China Amplifies Taiwanese Critics to Undermine Support for Ruling Party
A 51-second Douyin clip of Cheng Li-wun attacking Lai Ching-te spread to Facebook and YouTube, showing how Beijing launders its message through Taiwanese voices.

China is broadening its campaign against Taiwan by elevating Taiwanese critics, not just pushing out overt state propaganda. During major military drills around Taiwan in December 2025, a 51-second video on Douyin showed Cheng Li-wun, then a rising force in the Kuomintang, accusing President Lai Ching-te of inviting Chinese aggression. The clip quickly moved onto Facebook and YouTube, where it could circulate inside Taiwan with far less friction than a message stamped as coming from Beijing.
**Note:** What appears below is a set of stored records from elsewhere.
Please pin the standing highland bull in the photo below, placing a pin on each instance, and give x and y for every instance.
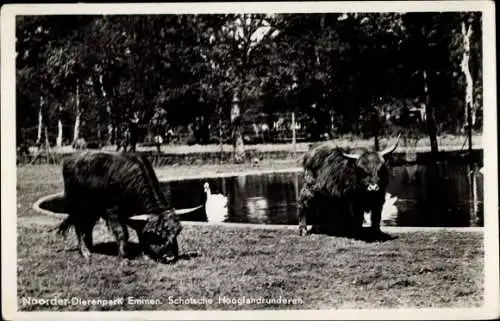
(115, 187)
(339, 187)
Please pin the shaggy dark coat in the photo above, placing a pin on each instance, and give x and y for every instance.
(339, 187)
(115, 187)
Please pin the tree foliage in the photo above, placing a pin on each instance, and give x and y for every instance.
(339, 70)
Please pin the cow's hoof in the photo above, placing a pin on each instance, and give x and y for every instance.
(85, 253)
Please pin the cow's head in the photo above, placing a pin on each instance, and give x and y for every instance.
(160, 236)
(371, 169)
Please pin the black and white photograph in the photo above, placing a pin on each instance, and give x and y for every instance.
(262, 160)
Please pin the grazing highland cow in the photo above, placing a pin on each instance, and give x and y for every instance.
(115, 187)
(339, 187)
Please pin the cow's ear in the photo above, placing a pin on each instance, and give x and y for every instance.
(351, 156)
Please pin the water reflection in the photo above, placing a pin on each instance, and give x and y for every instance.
(441, 195)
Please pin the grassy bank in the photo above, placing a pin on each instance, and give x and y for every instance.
(418, 269)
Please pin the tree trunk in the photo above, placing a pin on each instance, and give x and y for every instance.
(431, 126)
(59, 133)
(239, 147)
(40, 121)
(109, 124)
(78, 113)
(469, 115)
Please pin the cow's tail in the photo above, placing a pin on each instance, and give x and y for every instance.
(64, 227)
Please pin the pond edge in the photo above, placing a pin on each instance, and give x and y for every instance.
(391, 229)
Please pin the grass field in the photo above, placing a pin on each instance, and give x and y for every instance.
(417, 269)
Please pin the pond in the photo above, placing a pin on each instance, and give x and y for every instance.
(450, 196)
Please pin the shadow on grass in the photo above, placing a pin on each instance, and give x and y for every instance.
(365, 234)
(133, 251)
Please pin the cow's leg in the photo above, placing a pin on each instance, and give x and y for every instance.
(88, 228)
(376, 217)
(119, 230)
(143, 246)
(357, 216)
(81, 229)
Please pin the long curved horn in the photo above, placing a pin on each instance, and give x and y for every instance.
(145, 217)
(389, 150)
(351, 156)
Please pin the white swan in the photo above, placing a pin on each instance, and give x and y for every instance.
(389, 209)
(215, 206)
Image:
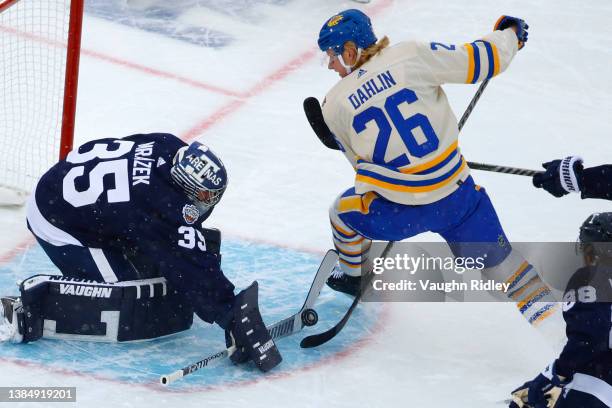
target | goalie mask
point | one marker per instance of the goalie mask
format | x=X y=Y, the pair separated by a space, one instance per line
x=201 y=174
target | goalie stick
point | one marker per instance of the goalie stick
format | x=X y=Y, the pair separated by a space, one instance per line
x=318 y=339
x=286 y=327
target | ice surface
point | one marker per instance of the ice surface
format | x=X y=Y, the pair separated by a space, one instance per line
x=242 y=93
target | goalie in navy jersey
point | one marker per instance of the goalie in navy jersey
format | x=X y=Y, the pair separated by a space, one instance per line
x=122 y=219
x=581 y=377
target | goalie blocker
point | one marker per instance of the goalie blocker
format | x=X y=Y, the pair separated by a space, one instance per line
x=76 y=309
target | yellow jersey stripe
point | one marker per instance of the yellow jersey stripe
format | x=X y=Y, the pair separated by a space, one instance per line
x=359 y=203
x=471 y=64
x=432 y=163
x=410 y=189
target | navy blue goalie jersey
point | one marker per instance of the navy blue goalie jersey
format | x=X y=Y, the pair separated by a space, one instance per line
x=587 y=310
x=118 y=195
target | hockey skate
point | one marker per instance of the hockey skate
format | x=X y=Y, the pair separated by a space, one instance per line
x=341 y=282
x=9 y=329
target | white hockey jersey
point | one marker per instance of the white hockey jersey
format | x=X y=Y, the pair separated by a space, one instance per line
x=394 y=123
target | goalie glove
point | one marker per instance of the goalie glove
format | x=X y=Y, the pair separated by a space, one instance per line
x=541 y=392
x=561 y=176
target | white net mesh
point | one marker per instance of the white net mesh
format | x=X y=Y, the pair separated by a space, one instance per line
x=33 y=34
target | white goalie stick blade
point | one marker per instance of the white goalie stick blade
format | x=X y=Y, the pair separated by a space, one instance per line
x=286 y=327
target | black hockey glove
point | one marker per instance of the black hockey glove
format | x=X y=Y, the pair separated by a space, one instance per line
x=519 y=25
x=541 y=392
x=561 y=176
That method matters because it gives hostile messaging a local accent and a familiar face. Security officials and researchers say the tactic is designed to make anti-government content sound more credible when it comes from Taiwanese politicians, commentators and influencers rather than from Chinese state accounts alone. The point is not only to criticize Lai’s government, but to blur the line between domestic political dispute and foreign information operations, making the campaign harder to dismiss and easier to share.
The effort also lands in the middle of a fight over Taiwan’s defense posture. The Democratic Progressive Party is seeking $40 billion in extra defense outlays, and the messaging pushed through Taiwanese intermediaries often tries to make that effort look futile. The larger argument is that Taiwan cannot stand up to China’s military power, a line that can discourage public support for spending meant to harden the island’s defenses.
Taiwanese authorities say the scale of hostile information has surged. The National Security Bureau reported 2.159 million cases of controversial information in 2024, nearly double the 1.329 million recorded in 2023. Other reporting based on the bureau’s analysis said Taiwan logged more than 45,000 sets of inauthentic social-media accounts and 2.3 million pieces of disinformation tied to China-Taiwan issues last year. Taiwan’s defense ministry has responded by strengthening media-literacy training and psychological resilience to counter what it calls cognitive warfare.
Cheng’s own political trajectory has added fuel to the debate. She emerged as an unexpected dark-horse candidate to lead the KMT in 2025 and has taken hardline pro-unification positions. From April 7 to April 12, 2026, she traveled to China and met Xi Jinping, sharpening scrutiny inside Taiwan’s opposition camp over how far political engagement with Beijing should go. For Lai’s office, the message remains that peace across the Taiwan Strait must rest on strength, not concessions to authoritarian pressure, a position now being tested not just by missiles and drills, but by the strategic use of Taiwanese voices to carry Beijing’s argument.